To achieve the goal of haplotyping an entire chromosome, Quake and colleagues developed a microfluidics device that physically separates the chromosomes of a single cell in metaphase into 48 distinct channels, allowing amplification of the DNA in the channels and retrieval of the material for genotyping on high-density single-nucleotide polymorphism arrays. The researchers presented the individual haplotypes of four people, which allowed them, for example, to directly determine the human leukocyte antigen haplotypes of individuals.

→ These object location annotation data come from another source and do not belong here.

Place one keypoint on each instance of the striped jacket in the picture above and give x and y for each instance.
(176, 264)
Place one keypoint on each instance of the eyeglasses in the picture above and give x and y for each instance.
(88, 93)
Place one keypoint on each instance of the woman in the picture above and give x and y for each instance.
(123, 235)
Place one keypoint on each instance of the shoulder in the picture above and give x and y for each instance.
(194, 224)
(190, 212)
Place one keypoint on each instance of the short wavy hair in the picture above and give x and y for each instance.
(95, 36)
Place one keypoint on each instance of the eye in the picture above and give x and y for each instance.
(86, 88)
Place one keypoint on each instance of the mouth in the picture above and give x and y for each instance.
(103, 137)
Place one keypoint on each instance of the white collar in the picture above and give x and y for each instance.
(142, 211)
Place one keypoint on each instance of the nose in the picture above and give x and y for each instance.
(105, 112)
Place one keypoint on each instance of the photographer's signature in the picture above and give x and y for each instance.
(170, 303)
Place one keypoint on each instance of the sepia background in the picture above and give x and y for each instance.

One of the main differences between the two methods is the way the DNA is amplified. Shendure's team used bacteria to amplify the fosmid clones, but Quake and colleagues used in vitro multiple displacement amplification (MDA). Shendure thinks that although in vitro methods are easier to perform, they introduce substantial bias in coverage. Quake's team analyzed the bias introduced by MDA on chromosome 6. They saw hotspots with strong coverage bias, but Quake does not see this as a hindrance to haplotype sequencing. “If you sequence a haploid genome,” he says, “you don't need the 30–40× coverage you need for diploid base calls. We need much less coverage if we are calling just one base instead of two. We are able to cover as much of the chromosome as we want without ridiculously deep sequencing.” They have not shown sequencing of a whole haploid genome, but Quake's prediction is that “it will be easy to sequence genomes in a haploid fashion, bias notwithstanding.”

Both groups are working on improving their approaches. Quake aims to show that the current partitioning and amplification method is indeed sufficient not only for genotyping but also for sequencing. Shendure is working on an in vitro amplification approach that would obviate the need for cloning while at the same time not introducing the bias of current MDA methods.

It is likely that in the near future a haplotype-resolved genome will be the norm rather than the exception.